Jalan yang ditempuh Sinyo itu sudah saya ketahui sejak dulu, tapi saya tidak pernah mempermasalahkannya. Saya baru menanggapinya setelah Sinyo mempublikasikannya di blog Sinyo.  Sebab, saya khawatir implikasinya pada saudara-saudara kita lainnya, yang membacanya atau yang mendengarnya dari si pembaca.
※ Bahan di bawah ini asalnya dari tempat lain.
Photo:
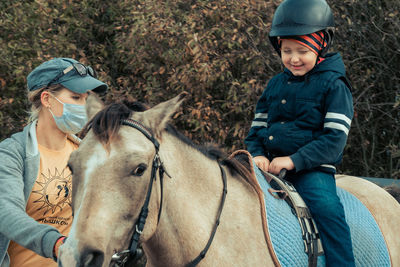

Sungguh saya tidak rela umat Islam hancur hanya karena mereka dengan mudahnya ingkar janji dengan dalih “tidak resmi”. Inilah isi hati saya, semoga Sinyo memakluminya.

1 thoughts on “Diskusi: Janji Menikah Tapi Belum Khitbah

  1. PACARAN??? HARI GINI……

    SEKARANG GW MULAI BACA ALQURAN,,
    KEMAREN PAS GW BACA AD SALAH SATU AYAT YG ARTINYA KURANG LEBIH :
    ” JANGAN LAH KALIAN MENDEKATI ZINA…dst”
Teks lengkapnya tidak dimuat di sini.